“Brexit or Breginning?”

12 July 2016, 09:11 am
Expert Eye by John Shepherd

To be uncertain is to be uncomfortable. So runs half a Chinese proverb. As a retailer I can readily agree with that

Managing a business on a daily basis means any form of uncertainty is unwelcome and, depending on its nature, can seriously affect sales.

Once upon a time, we tried to sell one of our shops to a multiple. It seemed a good deal but it dragged on and a feeling of foreboding sprung up that it was not going to happen.

As weeks passed, sales dropped, customer attendance became unreliable, staff became depressed and it turned into one of the most unpleasant experiences of our working lives.

The moment arrived when the deal did actually break down, and there came a sudden sense of energy and relief. Stock levels returned to normal and so did the customer count, albeit rather more slowly than we had hoped for.

But life went on, and despite it all the shop did not close and the end of the world was postponed. And so it is with other uncertain events. Over the years we have had our fair share of floods, fires, road closures, extreme weather conditions (I am talking about central London here, so please indulge me) threats of terrorism, changes of government, VAT increases, staff shortages, rent increases, new competition, rogue contractors, refrigeration breakdowns, rampant shoplifters, street riots, transport strikes and several other horsemen of the apocalypse turning up unannounced. At various stages it has been thought “This is the worst problem we have ever had to face” and I have spent lots of money trying to avoid the likelihood of uncomfortable situations, often unwisely. In fact, looking back, the periods of high uncertainty and anxiety are often followed by periods of energy and growth.

The best insurance policy of them all in my experience is to build good relations with as many people in your own organisation as possible. I am pleased to say that a number of our senior staff have been with us for a considerable period of time. (Although we are ready to acknowledge that we may not have treated them on every occasion as well as we should have done).

A mature management team may bring its own problems such as risk aversion, complacency and reduced energy levels, but in my view these are far outweighed by the positive effects of teamwork, trust, loyalty and camaraderie that many of us have experienced. Only when this environment exists can you hope to build the same positive relations with customers. Of course, nobody is perfect, but it is generally better to work to improve the problems internally rather than resort to a parting of the ways.

Which brings me on to Brexit. By the time this article is published the EU Referendum will be over. The build up to it for those of us on the sidelines has been a not very pleasant experience. Both confusing and divisive. Coupled with this, the sales in our shops have been somewhat lacklustre compared to last year. Of course the weather plays its part, but I also think there is a background of gloom and uncertainty as the future of the country seemingly hangs in the balance. Talking to friends, colleagues, market traders and the like, so many are still uncertain as to how they are going to vote. It is actually difficult to predict which way they are thinking, and surprisingly some of those with backgrounds from beyond these shores are keener to vote Leave. I always thought that instinctively the speciality food sector would be more inclined to vote remain.
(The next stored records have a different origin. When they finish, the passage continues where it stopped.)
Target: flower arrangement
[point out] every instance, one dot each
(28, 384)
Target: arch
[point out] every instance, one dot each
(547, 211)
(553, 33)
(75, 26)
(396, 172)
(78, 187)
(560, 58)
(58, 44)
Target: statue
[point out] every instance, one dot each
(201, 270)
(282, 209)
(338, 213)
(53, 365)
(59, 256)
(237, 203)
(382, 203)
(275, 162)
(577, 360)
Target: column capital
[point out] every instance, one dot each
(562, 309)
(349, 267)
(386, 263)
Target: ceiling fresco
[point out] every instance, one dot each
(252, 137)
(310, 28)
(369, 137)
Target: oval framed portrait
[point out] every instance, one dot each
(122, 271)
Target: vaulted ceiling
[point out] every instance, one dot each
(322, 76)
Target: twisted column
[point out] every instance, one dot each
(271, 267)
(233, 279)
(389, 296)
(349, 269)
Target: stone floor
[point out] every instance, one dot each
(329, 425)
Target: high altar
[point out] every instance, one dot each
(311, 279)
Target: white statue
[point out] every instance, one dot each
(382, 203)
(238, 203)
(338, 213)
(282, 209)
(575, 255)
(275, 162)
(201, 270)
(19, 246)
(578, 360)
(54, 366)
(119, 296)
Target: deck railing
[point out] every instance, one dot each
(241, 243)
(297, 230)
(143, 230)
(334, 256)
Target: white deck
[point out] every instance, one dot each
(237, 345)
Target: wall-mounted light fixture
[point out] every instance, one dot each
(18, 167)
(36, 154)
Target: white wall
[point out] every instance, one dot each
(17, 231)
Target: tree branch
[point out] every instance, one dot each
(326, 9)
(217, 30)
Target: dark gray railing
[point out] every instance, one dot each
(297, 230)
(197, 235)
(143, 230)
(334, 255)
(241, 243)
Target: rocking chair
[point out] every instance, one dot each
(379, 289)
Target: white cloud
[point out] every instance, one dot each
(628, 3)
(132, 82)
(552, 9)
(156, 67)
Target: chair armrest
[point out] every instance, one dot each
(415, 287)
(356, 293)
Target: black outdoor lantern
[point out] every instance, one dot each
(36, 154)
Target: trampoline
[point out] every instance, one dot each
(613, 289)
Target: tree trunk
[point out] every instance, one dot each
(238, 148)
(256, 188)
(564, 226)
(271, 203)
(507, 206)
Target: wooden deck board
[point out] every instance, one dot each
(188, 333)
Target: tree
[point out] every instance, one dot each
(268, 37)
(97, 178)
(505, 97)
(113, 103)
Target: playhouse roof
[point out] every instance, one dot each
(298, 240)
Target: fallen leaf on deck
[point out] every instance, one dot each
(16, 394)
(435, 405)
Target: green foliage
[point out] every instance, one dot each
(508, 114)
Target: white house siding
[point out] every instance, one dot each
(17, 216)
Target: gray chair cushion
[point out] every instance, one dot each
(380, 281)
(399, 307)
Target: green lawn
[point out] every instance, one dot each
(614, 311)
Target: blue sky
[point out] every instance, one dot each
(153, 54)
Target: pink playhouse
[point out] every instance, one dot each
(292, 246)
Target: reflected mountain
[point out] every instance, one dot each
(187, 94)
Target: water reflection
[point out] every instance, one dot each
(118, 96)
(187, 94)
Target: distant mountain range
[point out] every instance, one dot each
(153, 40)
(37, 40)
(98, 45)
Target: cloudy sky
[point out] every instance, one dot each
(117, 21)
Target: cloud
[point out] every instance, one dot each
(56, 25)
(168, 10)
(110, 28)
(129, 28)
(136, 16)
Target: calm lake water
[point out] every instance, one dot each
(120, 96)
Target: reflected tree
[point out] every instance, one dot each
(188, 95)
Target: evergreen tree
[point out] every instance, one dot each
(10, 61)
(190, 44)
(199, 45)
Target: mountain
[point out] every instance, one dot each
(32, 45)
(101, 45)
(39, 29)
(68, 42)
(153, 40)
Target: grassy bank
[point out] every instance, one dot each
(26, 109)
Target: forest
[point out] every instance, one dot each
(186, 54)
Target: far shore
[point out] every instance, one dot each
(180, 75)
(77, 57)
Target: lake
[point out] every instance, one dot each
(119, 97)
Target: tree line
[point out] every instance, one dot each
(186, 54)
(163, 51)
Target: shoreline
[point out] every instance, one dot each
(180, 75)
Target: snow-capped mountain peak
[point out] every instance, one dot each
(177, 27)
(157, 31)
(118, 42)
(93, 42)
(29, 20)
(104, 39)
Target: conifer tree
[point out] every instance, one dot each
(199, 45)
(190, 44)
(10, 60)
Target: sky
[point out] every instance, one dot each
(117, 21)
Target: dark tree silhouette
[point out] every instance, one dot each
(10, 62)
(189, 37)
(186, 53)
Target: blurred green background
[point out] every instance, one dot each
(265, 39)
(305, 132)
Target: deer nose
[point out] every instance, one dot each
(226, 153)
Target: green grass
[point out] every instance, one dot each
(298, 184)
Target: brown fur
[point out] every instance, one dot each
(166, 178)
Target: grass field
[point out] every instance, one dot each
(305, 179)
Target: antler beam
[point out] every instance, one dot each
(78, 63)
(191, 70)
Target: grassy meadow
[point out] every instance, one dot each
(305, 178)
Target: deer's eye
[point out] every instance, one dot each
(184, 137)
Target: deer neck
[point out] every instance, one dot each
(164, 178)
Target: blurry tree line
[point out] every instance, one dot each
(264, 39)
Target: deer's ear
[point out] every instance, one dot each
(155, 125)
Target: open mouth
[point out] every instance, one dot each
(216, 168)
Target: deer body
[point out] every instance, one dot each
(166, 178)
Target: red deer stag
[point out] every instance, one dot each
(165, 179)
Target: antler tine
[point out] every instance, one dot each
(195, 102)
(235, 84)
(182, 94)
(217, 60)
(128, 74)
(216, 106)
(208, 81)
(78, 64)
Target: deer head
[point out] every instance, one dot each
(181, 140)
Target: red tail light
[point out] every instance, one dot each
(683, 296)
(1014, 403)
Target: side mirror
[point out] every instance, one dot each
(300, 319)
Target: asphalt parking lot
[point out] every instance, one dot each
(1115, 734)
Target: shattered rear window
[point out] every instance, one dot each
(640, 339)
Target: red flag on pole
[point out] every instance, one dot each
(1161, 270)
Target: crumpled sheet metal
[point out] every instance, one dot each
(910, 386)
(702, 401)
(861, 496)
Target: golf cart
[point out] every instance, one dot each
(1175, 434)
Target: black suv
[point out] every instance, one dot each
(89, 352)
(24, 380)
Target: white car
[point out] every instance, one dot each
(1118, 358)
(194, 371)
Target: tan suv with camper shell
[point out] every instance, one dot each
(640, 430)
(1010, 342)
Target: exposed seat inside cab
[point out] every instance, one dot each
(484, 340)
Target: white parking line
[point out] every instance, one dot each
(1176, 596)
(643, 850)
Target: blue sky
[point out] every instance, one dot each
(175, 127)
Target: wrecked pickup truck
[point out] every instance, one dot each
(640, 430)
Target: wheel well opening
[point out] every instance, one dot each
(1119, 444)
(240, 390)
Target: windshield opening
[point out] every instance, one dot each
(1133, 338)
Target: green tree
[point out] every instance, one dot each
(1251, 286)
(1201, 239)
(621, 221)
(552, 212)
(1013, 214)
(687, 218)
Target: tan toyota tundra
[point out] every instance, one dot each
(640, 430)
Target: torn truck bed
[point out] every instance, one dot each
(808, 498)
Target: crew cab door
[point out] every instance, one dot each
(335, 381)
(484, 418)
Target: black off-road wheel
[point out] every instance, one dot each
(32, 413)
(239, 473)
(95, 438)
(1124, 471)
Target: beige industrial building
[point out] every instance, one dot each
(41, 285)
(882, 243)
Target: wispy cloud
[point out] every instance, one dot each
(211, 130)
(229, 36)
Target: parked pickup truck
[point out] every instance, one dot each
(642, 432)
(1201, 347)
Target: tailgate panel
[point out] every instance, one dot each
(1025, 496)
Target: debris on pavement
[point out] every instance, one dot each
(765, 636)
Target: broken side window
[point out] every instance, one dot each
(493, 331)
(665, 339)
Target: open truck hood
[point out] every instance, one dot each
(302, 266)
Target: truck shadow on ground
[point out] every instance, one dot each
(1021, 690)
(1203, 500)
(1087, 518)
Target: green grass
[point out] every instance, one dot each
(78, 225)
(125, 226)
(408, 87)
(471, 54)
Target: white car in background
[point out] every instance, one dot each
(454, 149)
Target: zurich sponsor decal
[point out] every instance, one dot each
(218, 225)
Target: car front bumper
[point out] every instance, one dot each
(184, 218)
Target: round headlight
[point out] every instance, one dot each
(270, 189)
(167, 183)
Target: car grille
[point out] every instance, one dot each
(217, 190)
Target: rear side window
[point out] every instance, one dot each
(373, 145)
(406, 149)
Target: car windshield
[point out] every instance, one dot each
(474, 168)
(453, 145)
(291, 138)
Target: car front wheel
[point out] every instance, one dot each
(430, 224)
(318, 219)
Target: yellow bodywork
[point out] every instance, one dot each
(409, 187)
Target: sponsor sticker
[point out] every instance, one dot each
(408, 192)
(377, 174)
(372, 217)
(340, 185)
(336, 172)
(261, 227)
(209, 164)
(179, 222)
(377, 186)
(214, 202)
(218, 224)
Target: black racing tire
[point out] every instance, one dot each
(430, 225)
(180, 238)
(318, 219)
Also, whatever the result ,the fear is that the genie is out of the bottle and the debate will rage on indefinitely. My views about uncertainty probably give away my own thoughts on the result I would prefer, but, as with all the other uncertain events I have listed above, there will be something good to come out of it. Some of the worst decisions we have ever taken occurred when we have been of one voice. I am thinking here of the appointment of software providers, cavalier price reductions, cavalier price increases, a new shop location or refurbishment for example. When we first joined Nisa many years ago there was a feeling that we were going to lose our independence, but to have not joined would have been a mistake. On one occasion we unanimously decided on a terrible colour scheme for one of our shops. It seemed a brilliant idea at the time but just looked so wrong when finished, so perhaps uncertainty in small doses can be positive.

The Chinese Proverb above in its complete form actually goes: “To be uncertain is to be uncomfortable, but to be certain is to be ridiculous.”